Что сохранилось от прежнего? Черты лица? – Да, но теперь они светились вечной, неземной молодостью. – Органы тела? – Да, но на висках сияли как бы два нежно-голубых цветка – то были органы духовного слуха. Лоб казался украшенным волшебным блистающим камнем – органом духовного зрения. Орган глубинной памяти, помещающийся в мозгу, оставался невидим. Так же невидима была и перемена, совершавшаяся во внутренних органах тела, ибо всё, приспособленное раньше к задачам питания и размножения, было упразднено или в корне изменено, приспособленное к новым задачам. Питание сделалось похоже на акт дыхания, и пополнение жизненных сил совершалось за счёт усвоения светлого излучения стихиалей. Размножения же – как мы его понимаем – ни в одном из миров восходящего ряда нет. Там есть иное, и об этом я скажу, дойдя до главы о Небесной России.

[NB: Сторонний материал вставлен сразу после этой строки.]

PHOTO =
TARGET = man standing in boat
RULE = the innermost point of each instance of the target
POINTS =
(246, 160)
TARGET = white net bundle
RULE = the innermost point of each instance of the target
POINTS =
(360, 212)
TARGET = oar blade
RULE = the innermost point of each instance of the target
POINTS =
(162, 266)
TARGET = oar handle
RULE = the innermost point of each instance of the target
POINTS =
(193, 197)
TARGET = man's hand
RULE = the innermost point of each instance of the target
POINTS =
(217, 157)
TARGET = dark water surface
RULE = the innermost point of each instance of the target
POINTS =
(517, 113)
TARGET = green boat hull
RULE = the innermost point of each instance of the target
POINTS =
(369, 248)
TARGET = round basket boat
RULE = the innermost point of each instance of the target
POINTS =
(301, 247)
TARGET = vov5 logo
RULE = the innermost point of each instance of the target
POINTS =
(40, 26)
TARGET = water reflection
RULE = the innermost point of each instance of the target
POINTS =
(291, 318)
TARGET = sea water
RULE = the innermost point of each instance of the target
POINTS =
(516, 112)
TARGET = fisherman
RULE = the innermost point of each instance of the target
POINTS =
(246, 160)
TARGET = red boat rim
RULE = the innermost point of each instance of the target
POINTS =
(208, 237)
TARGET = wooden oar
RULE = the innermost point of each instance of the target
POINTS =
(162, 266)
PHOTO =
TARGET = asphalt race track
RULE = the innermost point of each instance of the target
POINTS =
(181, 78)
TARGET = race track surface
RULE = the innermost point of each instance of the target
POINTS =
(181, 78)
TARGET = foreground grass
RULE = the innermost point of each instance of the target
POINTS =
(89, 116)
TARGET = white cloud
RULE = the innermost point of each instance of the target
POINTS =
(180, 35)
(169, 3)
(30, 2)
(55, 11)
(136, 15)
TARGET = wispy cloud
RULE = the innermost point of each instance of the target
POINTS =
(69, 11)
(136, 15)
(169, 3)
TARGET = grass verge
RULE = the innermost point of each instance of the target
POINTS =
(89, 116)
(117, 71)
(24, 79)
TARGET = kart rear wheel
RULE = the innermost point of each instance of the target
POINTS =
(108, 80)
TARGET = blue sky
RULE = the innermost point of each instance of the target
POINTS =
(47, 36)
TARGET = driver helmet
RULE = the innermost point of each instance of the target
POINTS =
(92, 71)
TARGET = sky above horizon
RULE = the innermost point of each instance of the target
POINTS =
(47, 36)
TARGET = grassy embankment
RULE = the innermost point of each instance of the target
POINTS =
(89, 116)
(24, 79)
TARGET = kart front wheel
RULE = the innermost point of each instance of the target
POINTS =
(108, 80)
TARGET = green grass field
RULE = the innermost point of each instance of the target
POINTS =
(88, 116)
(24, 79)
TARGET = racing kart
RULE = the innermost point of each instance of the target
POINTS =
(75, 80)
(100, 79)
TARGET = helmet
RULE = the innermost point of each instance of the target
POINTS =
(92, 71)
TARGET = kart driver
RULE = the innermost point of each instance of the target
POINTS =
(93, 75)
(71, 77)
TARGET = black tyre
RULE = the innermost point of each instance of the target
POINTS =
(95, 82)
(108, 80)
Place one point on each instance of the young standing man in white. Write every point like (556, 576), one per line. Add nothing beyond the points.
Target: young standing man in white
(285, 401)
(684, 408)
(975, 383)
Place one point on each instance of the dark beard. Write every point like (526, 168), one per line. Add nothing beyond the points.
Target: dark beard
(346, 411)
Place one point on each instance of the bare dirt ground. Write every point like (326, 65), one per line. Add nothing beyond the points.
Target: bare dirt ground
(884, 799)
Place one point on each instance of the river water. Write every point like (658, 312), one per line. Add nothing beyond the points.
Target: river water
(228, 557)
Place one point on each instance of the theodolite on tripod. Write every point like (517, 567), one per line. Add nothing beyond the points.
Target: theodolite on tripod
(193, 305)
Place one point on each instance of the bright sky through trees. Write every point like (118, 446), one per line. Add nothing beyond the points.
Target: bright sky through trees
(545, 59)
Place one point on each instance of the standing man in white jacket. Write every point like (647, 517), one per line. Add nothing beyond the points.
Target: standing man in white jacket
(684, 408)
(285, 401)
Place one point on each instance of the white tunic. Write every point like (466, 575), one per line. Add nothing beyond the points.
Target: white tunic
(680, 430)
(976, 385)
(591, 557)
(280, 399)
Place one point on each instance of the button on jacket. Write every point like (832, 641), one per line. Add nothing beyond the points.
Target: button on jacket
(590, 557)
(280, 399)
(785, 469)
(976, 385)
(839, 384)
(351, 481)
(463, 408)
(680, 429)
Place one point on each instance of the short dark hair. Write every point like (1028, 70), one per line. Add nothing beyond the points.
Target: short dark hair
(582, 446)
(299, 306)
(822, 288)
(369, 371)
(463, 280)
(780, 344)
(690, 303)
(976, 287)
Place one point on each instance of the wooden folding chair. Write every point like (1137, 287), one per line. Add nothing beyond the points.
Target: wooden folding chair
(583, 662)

По истечении долгого времени я стал ощущать всё прибывающее, радостное нарастание сил, как будто раскрывание таинственных и долгожданных крыльев. Не нужно понимать меня слишком буквально: речь не о появлении чего-нибудь, напоминающего крылья летающих существ Энрофа, но о раскрытии способности беспрепятственного движения во всех направлениях четырёхмерного пространства. Это было ещё только возможностью – неподвижность по-прежнему покоила меня, но возможность полёта превращалась из неопределённой мечты в очевидную, открывающуюся передо мной перспективу. От друзей моего сердца я узнают, что моё пребывание в Нэртисе подходит к концу. Мне казалось, что нечто, схожее с колыбелью, где я покоился, как бы медленно раскачивается вверх и вниз, и каждый взлёт казался выше предыдущего. Это движение порождало предвкушение ещё большего счастья, в которое я должен теперь войти. И я понял, что нахожусь уже в другом слое – в Готимне, последнем из миров сакуалы Просветления. То были как бы колоссальные цветы, размер которых не лишал их удивительной нежности, а между ними открывались бездонные выси и дали девяти цветов. О двух из них, лежащих за пределами нашего спектра, могу здесь только сказать, что впечатление, производимое одним из них, ближе всего к тому, которое оказывает на нас небесно-синий, а впечатление от другого отдалённо напоминает впечатление, которое здесь оказывает золотой.
Огромные цветы Готимны, составляющие целые леса, склоняются и выпрямляются, качаются и колышутся, звуча в непредставимых ритмах, и это их колыхание подобно тишайшей музыке, никогда не утомляющей и мирной, как шум земных лесов, но полной неисчерпаемого смысла, тёплой любви и участия к каждому из там живущих. С лёгкостью и спокойствием, недостижимыми ни для какого существа в Энрофе, мы двигались, как бы плывя в любом из четырёх направлений пространства между этими напевающими цветами, или медлили, беседуя с ними, потому что их язык стал нам понятен, а они понимали наш. Здесь, на небесно-синих полянах или подле огромных, тихо мерцающих золотых лепестков, нас посещали те, кто сходит в Готимну из затомисов, чтобы подготовить нас, младших братьев, к следующим этапам пути.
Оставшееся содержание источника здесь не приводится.